Does the description disclose side effects, auth requirements, rate limits, or destructive behavior?

No annotations are provided, so the description carries the full burden of behavioral disclosure. It mentions 'search' but doesn't clarify if this is a read-only operation, what the output format might be, potential rate limits, authentication needs, or any side effects. For a search tool with 5 parameters and no annotation coverage, this is a significant gap in transparency.

Agents need to know what a tool does to the world before calling it. Descriptions should go beyond structured annotations to explain consequences.

Conciseness5/5

Is the description appropriately sized, front-loaded, and free of redundancy?

The description is a single, concise sentence with no wasted words, making it easy to parse and front-loaded with the core purpose. It's appropriately sized for the tool's complexity, though it could benefit from more detail without sacrificing brevity.

Shorter descriptions cost fewer tokens and are easier for agents to parse. Every sentence should earn its place.

Completeness2/5

Given the tool's complexity, does the description cover enough for an agent to succeed on first attempt?

Given the tool has 5 parameters, no annotations, and no output schema, the description is incomplete. It doesn't explain what the tool returns, how results are structured, or provide context for parameters like 'shipToCountry' that seem unrelated to similarity search, leaving gaps in understanding the tool's full behavior and use case.

Complex tools with many parameters or behaviors need more documentation. Simple tools need less. This dimension scales expectations accordingly.

Parameters3/5

Does the description clarify parameter syntax, constraints, interactions, or defaults beyond what the schema provides?

The description adds no parameter semantics beyond the input schema, which has 80% coverage (4 out of 5 parameters have descriptions).
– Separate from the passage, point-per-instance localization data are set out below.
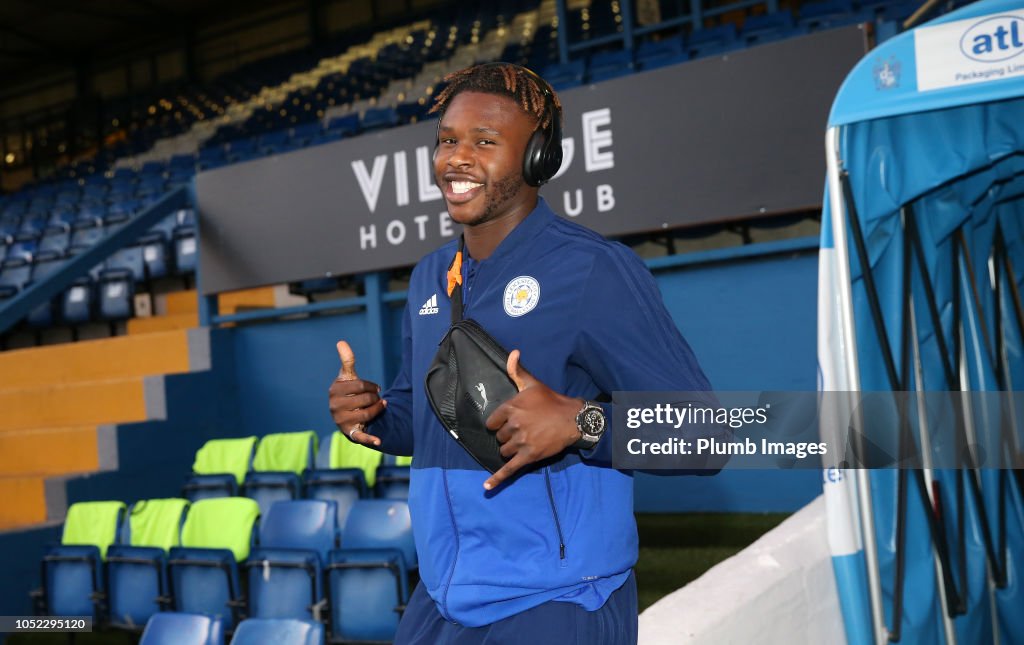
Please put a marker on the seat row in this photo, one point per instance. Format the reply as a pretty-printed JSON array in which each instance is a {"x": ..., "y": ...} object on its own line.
[
  {"x": 173, "y": 628},
  {"x": 123, "y": 565},
  {"x": 290, "y": 466}
]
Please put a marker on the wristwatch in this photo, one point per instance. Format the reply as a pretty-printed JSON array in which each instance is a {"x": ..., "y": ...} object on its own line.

Since schema coverage is high (>80%), the baseline score is 3, as the schema adequately documents most parameters, and the description doesn't compensate or add extra meaning for the undocumented 'smiles' parameter.

Input schemas describe structure but not intent. Descriptions should explain non-obvious parameter relationships and valid value ranges.

Purpose3/5

Does the description clearly state what the tool does and how it differs from similar tools?

The description 'Similarity search by SMILES' states the action (search) and resource (SMILES), but it's vague about what exactly is being searched (e.g., chemical compounds, databases) and doesn't differentiate from sibling tools like 'search_exact' or 'search_substructure', which likely perform different types of chemical searches. It provides a basic purpose but lacks specificity and distinction.

Agents choose between tools based on descriptions. A clear purpose with a specific verb and resource helps agents select the right tool.

Usage Guidelines2/5

Does the description explain when to use this tool, when not to, or what alternatives exist?

The description offers no guidance on when to use this tool versus alternatives like 'search_exact' or 'search_substructure', nor does it mention any prerequisites or contextual cues for its application. It's a standalone statement with no usage instructions, leaving the agent to infer based on the tool name alone.

Agents often have multiple tools that could apply. Explicit usage guidance like "use X instead of Y when Z" prevents misuse.